What is the probability that the angle is a right angle?

Question

Let's say you have a square, say $ABCD$, with side length 1. A point $P$ is randomly chosen from inside the square, with any point being equally probable of being chosen. What is the probability that the angle $\angle APB$ is a right angle?

This looks simple, and I do this problem for the case of $\angle APB$ being acute or obtuse, and that the set of all points satisfying the condition above is a semicircle inside the square centered at the midpoint of $AB$. How do you do this, or is it impossible?

Answer 1

This question doesn't really make any sense, but the way I would interpret 'probability' of being chosen in this case is in terms of area. Since the area of the region which would fulfil the required criterion is zero (a line), the associated probability is zero.
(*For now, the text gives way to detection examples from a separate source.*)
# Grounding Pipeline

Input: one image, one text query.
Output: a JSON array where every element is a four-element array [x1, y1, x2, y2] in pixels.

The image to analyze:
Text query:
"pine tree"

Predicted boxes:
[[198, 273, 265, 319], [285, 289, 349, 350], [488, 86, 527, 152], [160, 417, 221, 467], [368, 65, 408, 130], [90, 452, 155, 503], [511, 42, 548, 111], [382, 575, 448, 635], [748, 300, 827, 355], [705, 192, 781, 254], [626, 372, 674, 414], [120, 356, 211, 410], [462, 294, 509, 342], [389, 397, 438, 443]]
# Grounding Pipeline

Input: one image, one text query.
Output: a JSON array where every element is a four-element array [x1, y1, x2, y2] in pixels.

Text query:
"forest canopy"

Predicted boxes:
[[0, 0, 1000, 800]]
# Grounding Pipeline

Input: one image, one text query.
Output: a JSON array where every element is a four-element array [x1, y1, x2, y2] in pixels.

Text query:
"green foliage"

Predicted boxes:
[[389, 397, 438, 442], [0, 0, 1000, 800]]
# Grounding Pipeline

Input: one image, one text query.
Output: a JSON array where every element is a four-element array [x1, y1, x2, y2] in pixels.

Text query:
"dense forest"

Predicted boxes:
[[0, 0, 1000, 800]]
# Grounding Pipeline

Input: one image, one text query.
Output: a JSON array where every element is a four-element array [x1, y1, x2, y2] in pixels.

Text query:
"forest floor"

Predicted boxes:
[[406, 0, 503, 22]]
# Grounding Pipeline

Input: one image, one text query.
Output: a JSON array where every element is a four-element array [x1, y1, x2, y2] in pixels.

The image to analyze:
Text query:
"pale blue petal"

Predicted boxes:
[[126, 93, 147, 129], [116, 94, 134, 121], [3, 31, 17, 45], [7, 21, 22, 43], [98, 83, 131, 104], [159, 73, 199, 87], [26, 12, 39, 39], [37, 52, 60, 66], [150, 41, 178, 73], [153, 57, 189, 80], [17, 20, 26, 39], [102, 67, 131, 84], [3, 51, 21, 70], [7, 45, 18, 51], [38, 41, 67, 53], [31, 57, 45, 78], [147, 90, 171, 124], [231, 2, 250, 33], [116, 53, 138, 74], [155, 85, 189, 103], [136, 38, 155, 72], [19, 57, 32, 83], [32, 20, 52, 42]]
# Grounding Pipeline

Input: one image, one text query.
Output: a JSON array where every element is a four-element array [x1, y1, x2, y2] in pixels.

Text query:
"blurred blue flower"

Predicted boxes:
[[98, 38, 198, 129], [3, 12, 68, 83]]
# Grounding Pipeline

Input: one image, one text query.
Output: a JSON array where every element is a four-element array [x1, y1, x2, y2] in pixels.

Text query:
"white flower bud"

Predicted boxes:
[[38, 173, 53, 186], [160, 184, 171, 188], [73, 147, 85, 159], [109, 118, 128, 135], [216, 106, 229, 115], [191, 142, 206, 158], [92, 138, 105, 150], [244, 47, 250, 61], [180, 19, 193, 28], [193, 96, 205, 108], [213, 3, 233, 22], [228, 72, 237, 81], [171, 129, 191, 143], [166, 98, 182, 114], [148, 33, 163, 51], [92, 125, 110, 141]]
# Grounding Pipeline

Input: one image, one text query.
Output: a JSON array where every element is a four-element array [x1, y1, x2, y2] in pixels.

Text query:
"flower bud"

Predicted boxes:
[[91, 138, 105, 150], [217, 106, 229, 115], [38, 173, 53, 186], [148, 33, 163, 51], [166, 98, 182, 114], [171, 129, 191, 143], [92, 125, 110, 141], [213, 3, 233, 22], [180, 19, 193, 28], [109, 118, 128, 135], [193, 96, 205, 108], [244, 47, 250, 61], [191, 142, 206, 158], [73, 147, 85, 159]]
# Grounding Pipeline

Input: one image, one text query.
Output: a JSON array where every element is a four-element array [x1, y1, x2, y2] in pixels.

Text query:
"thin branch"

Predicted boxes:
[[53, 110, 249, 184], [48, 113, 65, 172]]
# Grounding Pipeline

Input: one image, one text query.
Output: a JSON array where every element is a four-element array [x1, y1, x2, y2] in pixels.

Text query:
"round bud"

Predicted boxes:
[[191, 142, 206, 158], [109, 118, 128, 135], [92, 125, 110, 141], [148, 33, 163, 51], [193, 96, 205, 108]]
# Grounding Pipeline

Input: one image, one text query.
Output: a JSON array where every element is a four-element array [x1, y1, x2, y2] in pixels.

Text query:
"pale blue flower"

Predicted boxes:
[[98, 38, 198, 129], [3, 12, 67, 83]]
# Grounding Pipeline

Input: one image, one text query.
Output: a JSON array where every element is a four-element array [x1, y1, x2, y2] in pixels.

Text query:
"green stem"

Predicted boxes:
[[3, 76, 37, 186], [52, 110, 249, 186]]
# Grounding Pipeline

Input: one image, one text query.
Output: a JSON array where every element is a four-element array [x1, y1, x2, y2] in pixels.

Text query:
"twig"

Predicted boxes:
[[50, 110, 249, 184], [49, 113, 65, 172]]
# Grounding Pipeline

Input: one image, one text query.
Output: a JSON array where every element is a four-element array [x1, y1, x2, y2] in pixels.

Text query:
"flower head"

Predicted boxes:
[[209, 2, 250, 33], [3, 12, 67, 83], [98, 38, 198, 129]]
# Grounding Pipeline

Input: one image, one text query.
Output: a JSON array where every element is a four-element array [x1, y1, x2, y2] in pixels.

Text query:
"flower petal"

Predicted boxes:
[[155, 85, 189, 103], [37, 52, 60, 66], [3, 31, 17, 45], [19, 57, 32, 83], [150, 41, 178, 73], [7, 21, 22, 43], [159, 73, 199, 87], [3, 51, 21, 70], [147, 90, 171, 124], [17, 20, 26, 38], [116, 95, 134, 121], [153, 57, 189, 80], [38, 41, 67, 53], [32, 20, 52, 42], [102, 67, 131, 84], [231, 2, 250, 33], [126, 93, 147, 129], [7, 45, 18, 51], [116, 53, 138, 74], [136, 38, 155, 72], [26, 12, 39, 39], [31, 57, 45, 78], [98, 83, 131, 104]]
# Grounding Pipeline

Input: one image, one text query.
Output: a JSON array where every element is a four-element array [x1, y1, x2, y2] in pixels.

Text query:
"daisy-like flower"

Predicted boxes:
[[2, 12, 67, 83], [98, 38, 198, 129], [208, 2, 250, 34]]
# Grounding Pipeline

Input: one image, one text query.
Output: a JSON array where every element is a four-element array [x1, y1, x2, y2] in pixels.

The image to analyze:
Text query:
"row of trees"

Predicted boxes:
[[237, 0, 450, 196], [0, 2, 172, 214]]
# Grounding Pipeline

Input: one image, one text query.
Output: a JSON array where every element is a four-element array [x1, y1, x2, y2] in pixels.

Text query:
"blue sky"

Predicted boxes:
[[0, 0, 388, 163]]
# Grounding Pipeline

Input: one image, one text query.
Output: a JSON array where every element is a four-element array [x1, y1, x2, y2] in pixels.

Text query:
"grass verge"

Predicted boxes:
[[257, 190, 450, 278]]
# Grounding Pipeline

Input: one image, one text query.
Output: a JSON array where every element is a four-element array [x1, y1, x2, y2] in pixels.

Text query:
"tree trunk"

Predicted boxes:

As for the angle being obtuse, the associated area is a semi-circle centred at the midpoint of the line $AB$ with radius $0.5$ hence its total area is $$\frac12\pi(0.5)^2=\frac18\pi$$ as the total area of the shape is $1\times1=1$ we have $$\text{probability }\angle APB\text{ obtuse}=\frac18\pi$$ $$\text{probability }\angle APB\text{ acute}=1-\frac18\pi$$

Answer 2

The probability is zero. You've correctly identified the set of all points satisfying the desired condition -- the locus is a semicircle. In the acute or obtuse case, you were able to find the locus, and it turned out to have positive two-dimensional area. You were able to use this to calculate a probability. For the right angle case, the locus isn't "two dimensional" -- it's one dimensional. Thus its two-dimensional area is $0$, so the probability is $0$. Intuitively, it is impossible to randomly pick a point exactly on that locus.

To make these ideas more rigorous, you must take a course on measure theory.